CLASSICAL AND BEYOND

Beethoven - The Symphonies
Berlin Philharmoniker; Claudio Abbado
Deutsche Grammophon 477 5864

CD

This is Claudio Abbado’s third complete Beethoven cycle and his second with the Berlin Philharmonic Orchestra. Recorded 2000-2001, it features all the fine production and execution that listeners have come to expect from Deutsche Grammophon. It does not, however, offer anything new. It has almost all the force of Karajan’s 1963 Beethoven cycle but little else to distinguish it from that older, much loved set of renditions. Certainly the ensemble is in top form but Abbado’s vision is one of lyric clarity that doesn’t distinguish itself from among The BPO’s Beethoven recording history.


While this makes for a lukewarm reception, the five disc set is handsome and overall musically satisfying. The packaging is elegant. Most of the interpretations seem lifted from Karajan, except they lack the ferocious element that pushed Karajan’s sound over the top. The orchestral preamble to bass-baritone Thomas Quasthoff’s entry in the finale of the Ninth Symphony, for example, doesn’t have the dynamic kick that forces the listener’s ears wide open.

Conversely, anyone who considers Karajan just too brutal an interpreter will probably adore these renditions. This may be Abbado’s final shot at this symphonic cycle and his melodic strengths largely make up for his lack of tutti crunch. These performances reveal a consummate professional who has all the tools but not the genius necessary to place him among the greatest directors who’ve held the podium for Berlin’s top orchestra.

John Keillor



Mahler 10
Wiener Philharmoniker; Daniel Harding
Deutsche Grammophon 477 7347

CD

Gustav Mahler did not live to add the finishing details to the grand torso of his 10th symphony, though he had gotten as far as orchestrating the first and third movements of this five-movement work before his untimely death at the age of 50. For decades only these two movements were performed until Mahler’s widow Alma finally consented to allowing Deryck Cooke’s “performing edition” of the entire score to be performed in 1963. The edition for this recording is Cooke’s 1976 third revision, published posthumously in 1989.

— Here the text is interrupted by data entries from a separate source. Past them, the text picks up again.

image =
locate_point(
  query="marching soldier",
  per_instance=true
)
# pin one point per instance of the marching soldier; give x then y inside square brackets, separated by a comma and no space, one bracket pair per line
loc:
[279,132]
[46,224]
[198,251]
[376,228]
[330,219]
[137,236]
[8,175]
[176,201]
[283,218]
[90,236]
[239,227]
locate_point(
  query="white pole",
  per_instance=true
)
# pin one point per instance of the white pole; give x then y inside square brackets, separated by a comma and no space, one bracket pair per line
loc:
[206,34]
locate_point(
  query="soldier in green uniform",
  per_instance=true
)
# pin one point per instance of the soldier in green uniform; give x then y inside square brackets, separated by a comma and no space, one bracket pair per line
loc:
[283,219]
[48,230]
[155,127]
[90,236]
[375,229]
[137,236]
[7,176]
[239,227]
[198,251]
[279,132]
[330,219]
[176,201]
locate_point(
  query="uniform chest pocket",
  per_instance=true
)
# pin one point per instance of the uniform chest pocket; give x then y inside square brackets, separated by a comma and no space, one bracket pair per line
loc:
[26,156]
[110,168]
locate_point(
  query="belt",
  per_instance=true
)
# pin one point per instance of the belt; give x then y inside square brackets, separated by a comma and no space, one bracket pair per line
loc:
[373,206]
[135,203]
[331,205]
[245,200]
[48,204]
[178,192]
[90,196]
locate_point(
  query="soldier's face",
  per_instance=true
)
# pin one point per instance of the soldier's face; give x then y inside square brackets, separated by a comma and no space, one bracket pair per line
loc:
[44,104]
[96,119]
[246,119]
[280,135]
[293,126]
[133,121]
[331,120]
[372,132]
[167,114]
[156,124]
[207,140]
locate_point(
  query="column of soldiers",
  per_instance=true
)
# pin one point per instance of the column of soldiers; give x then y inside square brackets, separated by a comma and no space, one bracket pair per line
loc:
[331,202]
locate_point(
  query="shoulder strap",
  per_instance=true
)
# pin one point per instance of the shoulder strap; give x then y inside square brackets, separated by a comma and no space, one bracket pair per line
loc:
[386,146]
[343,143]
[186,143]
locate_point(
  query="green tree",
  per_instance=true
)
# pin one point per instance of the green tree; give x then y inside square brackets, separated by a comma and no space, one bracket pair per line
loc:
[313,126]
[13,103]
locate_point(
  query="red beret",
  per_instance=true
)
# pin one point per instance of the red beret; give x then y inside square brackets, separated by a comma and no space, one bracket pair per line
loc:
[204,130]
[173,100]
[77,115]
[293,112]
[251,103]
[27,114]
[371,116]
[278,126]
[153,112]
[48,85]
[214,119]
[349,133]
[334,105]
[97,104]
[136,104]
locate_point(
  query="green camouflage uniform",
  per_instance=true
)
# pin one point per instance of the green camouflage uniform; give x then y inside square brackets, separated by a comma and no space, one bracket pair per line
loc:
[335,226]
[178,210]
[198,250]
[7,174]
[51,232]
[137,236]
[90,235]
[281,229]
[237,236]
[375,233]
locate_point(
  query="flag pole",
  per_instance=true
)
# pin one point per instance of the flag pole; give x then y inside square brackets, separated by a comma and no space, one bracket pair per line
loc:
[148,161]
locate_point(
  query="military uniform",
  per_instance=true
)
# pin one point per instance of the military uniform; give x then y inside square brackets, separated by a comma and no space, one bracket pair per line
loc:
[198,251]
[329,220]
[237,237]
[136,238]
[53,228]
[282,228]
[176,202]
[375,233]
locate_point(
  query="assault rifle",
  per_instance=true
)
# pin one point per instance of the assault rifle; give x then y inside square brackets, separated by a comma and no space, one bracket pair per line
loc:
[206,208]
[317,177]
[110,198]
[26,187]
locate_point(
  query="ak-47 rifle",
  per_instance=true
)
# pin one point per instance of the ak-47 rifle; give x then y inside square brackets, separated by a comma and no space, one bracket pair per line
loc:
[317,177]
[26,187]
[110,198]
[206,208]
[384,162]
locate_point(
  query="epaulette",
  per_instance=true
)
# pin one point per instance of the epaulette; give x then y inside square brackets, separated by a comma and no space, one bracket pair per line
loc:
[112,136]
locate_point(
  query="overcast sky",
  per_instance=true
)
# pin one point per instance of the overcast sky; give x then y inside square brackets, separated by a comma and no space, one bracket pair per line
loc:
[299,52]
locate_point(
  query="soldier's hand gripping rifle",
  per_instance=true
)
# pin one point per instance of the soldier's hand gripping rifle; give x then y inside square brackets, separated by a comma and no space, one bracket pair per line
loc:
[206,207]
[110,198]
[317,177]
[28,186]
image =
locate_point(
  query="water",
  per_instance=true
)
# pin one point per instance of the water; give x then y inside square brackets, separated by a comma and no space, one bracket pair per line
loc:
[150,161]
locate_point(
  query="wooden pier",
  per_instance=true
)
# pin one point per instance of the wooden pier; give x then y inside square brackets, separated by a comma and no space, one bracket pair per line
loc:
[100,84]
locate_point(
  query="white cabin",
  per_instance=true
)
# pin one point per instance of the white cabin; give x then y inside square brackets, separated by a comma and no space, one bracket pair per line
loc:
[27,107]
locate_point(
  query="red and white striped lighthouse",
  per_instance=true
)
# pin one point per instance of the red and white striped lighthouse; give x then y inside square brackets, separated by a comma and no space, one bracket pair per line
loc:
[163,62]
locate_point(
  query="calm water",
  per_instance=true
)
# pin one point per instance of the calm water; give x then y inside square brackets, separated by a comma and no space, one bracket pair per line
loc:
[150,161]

Though the Vienna Philharmonic Orchestra has recorded the opening Adagio movement several times under prominent conductors (Bernstein and Abbado both considered this the only legitimate portion of the work), this is the VPO’s first recording of the complete symphony. Oddly, the familiar first movement receives on the whole the least convincing rendition. Fortunately, as the symphony progresses both orchestra and conductor rise to the occasion, hitting their stride in the waltzing fourth movement and moving sensitively through the finale to provide a touchingly expressive end to this magnificent work.

Album and booklet are festooned with a half dozen fashion shots of the intense young maestro Daniel Harding (Sir Simon Rattle’s most prominent protégé) but nary a one of the composer. As this is Harding’s debut appearance on the exclusive DG label it appears that no expense has been spared to provide a proper studio realization of the work. Recorded on-site in the Großer Saal of the Musikverein, this disc boasts much finer acoustics than DG’s recent string of meretricious live recordings.